Le coronavirus: effets traumatiques et bénéfiques
Avec la pandémie qui se propage dans plus de vingt pays, nous vivons une situation inédite. En France, jusqu’à ce que le covid 19 ne se répande dans le département de l’Oise, le virus nous paraissait lointain et nous observions avec une compassion distante la situation dramatique que vivaient les habitants de la ville de Wuhan.
L’OMS a classé l’épidémie comme « une urgence de santé publique de portée internationale » et le coronavirus a franchi nos frontières. Il s’est aujourd’hui largement répandu en Europe, obligeant à placer de facto la population en quarantaine.
En France, le niveau record d’angoisse à l’égard d’un virus atteint plus de 60 % d’individus qui se disent inquiets pour eux et leur famille. Si d’aucuns s’adaptent tant bien que mal à cette situation inédite, d’autres, sans doute plus fragiles, supportent très difficilement les conditions du confinement et les risques de contamination éventuelle. L’angoisse, qui est une réaction psychique normale lorsqu’on est confronté à un événement potentiellement dangereux, peut alors se transformer en détresse psychologique dans ses formes les plus exacerbées.

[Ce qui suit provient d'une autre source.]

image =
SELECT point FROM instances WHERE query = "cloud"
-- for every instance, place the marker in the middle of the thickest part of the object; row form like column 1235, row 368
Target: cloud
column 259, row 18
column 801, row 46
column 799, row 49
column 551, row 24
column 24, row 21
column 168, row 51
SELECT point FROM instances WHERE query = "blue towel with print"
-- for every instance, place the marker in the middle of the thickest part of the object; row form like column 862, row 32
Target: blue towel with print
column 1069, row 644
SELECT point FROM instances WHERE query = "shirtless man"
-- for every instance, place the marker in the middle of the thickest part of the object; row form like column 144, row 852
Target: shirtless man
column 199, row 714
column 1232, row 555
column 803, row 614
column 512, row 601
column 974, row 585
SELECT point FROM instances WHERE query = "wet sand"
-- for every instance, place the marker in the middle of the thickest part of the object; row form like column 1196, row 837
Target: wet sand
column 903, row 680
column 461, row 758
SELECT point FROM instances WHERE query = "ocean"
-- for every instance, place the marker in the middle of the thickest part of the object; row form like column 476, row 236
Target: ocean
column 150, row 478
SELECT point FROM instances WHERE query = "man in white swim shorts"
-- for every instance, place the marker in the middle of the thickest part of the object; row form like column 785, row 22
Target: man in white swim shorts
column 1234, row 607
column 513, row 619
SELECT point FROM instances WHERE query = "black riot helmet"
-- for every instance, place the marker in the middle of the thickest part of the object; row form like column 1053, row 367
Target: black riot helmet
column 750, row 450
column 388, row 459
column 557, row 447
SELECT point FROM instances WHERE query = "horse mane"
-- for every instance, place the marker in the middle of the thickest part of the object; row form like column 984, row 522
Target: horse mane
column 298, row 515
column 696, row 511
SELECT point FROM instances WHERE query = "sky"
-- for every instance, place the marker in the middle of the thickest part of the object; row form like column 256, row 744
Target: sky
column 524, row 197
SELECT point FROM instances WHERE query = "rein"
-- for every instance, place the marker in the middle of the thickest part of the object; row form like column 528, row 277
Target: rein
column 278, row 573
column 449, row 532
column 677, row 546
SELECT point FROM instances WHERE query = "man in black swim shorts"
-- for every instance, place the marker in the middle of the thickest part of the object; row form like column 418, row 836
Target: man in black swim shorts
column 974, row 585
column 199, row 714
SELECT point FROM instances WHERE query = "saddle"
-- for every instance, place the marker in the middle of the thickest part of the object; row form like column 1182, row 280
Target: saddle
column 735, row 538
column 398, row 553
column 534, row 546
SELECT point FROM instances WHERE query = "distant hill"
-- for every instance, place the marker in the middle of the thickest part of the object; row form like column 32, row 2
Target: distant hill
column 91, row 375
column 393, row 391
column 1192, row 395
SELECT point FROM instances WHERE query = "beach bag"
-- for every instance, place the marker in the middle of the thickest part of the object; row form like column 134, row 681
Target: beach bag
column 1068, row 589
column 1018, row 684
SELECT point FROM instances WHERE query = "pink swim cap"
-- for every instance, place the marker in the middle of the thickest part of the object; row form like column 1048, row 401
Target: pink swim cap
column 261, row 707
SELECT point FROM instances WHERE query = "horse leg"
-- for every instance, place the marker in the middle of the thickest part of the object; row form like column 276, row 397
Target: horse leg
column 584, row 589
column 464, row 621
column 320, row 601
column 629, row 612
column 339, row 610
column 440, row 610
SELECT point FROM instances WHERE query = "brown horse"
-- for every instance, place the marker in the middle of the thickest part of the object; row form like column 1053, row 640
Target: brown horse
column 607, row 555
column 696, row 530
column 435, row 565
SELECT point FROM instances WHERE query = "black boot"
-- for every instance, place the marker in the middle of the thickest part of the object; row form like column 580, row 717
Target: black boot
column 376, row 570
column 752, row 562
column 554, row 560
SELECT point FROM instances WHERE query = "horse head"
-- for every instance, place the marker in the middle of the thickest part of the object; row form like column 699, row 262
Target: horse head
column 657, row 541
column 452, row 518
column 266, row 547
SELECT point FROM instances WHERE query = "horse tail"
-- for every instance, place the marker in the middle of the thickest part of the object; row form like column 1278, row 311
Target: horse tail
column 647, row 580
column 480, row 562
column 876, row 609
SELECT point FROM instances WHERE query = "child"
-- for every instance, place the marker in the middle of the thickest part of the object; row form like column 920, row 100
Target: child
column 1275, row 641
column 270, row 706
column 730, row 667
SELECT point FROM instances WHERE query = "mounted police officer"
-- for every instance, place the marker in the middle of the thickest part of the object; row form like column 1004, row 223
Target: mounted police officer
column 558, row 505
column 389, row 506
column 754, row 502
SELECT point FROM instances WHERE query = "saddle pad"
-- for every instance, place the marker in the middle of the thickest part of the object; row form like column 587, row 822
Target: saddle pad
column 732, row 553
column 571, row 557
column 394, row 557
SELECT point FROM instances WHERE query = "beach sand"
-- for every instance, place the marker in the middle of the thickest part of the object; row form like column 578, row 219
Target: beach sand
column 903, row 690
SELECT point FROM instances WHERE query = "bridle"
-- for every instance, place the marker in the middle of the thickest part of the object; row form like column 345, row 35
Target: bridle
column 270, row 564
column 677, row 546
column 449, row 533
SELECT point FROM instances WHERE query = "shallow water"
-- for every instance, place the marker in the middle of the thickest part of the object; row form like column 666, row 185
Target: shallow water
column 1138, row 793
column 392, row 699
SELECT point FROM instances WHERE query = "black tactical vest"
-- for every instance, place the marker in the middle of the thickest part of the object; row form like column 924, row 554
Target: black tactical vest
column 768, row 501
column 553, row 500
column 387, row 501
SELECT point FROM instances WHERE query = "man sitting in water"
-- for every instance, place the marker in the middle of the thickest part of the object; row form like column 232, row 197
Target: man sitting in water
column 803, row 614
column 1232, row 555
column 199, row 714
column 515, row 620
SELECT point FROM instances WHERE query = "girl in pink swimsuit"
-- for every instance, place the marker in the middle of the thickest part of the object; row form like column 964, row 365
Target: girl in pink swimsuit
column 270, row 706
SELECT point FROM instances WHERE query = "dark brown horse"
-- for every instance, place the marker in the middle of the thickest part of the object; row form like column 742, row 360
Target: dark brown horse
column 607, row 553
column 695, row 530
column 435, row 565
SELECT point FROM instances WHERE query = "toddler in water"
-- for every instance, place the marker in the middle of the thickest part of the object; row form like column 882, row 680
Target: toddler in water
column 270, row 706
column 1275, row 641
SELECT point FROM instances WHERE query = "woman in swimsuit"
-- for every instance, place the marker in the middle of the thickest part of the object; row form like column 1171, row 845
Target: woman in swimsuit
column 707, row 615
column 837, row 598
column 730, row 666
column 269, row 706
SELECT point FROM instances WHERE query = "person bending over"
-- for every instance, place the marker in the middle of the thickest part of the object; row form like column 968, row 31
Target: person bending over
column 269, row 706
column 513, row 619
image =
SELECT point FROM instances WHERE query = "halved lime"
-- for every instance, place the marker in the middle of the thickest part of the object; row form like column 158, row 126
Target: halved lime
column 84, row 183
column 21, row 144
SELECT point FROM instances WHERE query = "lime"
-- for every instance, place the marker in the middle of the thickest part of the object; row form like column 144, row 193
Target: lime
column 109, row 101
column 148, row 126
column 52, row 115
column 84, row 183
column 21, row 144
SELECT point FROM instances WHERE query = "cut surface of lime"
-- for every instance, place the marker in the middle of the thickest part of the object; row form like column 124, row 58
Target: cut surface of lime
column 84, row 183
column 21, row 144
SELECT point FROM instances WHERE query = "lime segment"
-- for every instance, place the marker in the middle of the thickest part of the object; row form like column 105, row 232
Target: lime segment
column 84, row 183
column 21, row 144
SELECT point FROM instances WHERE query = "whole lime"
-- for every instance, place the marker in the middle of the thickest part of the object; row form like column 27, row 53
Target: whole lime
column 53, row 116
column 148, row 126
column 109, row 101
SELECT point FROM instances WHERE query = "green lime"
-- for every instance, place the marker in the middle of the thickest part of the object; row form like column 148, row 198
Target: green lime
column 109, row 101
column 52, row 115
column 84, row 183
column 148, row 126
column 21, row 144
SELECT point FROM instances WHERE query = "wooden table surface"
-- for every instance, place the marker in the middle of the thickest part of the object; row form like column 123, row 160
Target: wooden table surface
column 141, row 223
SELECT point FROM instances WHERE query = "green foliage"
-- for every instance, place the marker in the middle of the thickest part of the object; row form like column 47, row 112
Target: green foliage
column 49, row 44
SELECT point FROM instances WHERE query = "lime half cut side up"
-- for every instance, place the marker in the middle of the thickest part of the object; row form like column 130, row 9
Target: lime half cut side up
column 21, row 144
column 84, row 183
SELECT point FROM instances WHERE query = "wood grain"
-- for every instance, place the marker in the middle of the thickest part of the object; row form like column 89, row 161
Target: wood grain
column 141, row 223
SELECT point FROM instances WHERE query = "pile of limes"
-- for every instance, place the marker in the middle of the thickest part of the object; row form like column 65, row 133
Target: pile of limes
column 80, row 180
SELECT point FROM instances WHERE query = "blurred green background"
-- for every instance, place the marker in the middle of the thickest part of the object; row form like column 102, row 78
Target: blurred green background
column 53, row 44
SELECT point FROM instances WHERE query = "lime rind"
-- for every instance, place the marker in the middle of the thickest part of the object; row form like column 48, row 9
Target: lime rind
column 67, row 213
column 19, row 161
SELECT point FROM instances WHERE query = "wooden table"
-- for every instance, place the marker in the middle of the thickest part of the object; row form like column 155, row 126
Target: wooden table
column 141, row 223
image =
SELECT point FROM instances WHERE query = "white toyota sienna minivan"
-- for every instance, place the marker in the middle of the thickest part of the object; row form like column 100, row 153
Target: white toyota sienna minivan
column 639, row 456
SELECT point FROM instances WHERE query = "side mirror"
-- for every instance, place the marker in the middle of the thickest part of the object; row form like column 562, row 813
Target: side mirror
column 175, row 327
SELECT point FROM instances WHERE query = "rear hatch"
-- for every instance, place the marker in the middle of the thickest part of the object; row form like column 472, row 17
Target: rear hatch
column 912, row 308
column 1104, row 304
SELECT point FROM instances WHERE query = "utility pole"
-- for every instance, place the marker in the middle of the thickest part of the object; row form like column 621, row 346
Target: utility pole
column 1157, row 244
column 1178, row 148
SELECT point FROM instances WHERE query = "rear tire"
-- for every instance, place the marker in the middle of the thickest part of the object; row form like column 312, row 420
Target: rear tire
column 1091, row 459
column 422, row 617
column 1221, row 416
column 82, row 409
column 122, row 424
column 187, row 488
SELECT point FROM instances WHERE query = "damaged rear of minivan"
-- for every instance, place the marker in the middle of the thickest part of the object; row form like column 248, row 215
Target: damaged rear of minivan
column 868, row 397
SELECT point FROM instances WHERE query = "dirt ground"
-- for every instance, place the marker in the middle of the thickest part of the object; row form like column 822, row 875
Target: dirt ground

Certaines personnes disent même avoir été traumatisées à l’annonce des mesures gouvernementales et l’on parle de psychose collective, au sens littéral du terme. La peur panique de l’objet dangereux peut faire perdre tout contact avec une réalité anxiogène, dont la menace vient du dehors et échappe à tout contrôle. L’angoisse est d’autant plus accrue que le potentiel de propagation du virus représente un risque croissant pour la population, chaque jour confrontée au réel de la mort, que ce soit par l’intermédiaire des médias ou bien parce que des proches se trouvent dans un état de santé critique. On l’a bien compris, le covid 19 représente une menace pour la vie et c’est la confrontation brutale de l’individu avec cette éventualité qui est traumatique.
Pour conjurer l’angoisse trop envahissante, chacun met en place des stratégies de défense plus ou moins adaptées à la réalité de la situation. Si la plupart des individus ont des réactions mesurées et réfléchies, d’autres au contraire se cloitrent dans le déni et font fi des règles imposées, comme si leur attitude bravache allait les protéger de la maladie.
Les effets traumatiques de la crise sanitaire
Vivre dans un contexte de pandémie n’est pas neutre et l’annonce du gouvernement sur les mesures de confinement a rendu soudainement cette réalité concrète. Il a fallu nous rendre à l’évidence, le virus avançait à grand pas vers nos contrées et prolifère désormais dans le pays. Une pandémie est un événement traumatogène qui peut affecter la santé mentale de tout le monde, y compris celle des plus solides. Les réactions des individus dépendent de plusieurs facteurs tels que notre exposition au virus, nos expériences antérieures d’événements stressants, l’échange avec notre entourage, notre état de santé physique et notre charpente psychique. Les individus les plus fragiles peuvent avoir des réactions aigües, caractérisées par une sidération émotionnelle, une cristallisation de la pensée, qui sont typiques des troubles psychotraumatiques.
Se retrouver confiner en espace restreint, en présence de personnes avec lesquelles la relation est conflictuelle, peut s’avérer difficile. Pour le psychiatre Boris Cyrulnik, le confinement est avant tout une protection physique. Mais pour ceux qui ont acquis des vulnérabilités, il peut être vécu comme une agression psychique et réveiller la mémoire d’événements difficiles. L’enfermement forcé peut même générer un pic de cortisol, l’hormone du stress, qui diminue la capacité à penser. Notre rapport aux autres, au temps et au monde s’en trouve alors bouleversé car nous perdons nos repères.
Le confinement a ses vertus
A l’inverse, ceux pour lesquels les conditions matérielles et affectives de confinement sont favorables s’adapteront à cette situation de temps suspendu et s’en trouveront parfois même fort bien, y voyant une occasion de se rapprocher de leur famille et amis, de se reposer, de prendre du temps pour lire et réfléchir, s’adonner à une activité artistique,faire du tri et de la gym. L’une de mes patientes, créative et dotée d’une vie intérieure dense me disait apprécier cette situation, non pas de pandémie, mais de confinement, y trouvant une aubaine pour donner libre court à sa créativité, cuisiner et satisfaire sa curiosité intellectuelle.
Selon les individus, cette réclusion domestique peut être vécue comme une mauvaise aventure ou comme une bénédiction, ou les deux à la fois. Car si le contexte sanitaire n’était pas aussi dramatique, le confinement pourrait bien nous transformer en ermite béat, enfin libéré de son labeur et renouant avec les plaisirs simples de la vie, digne d’un Alexandre le bienheureux.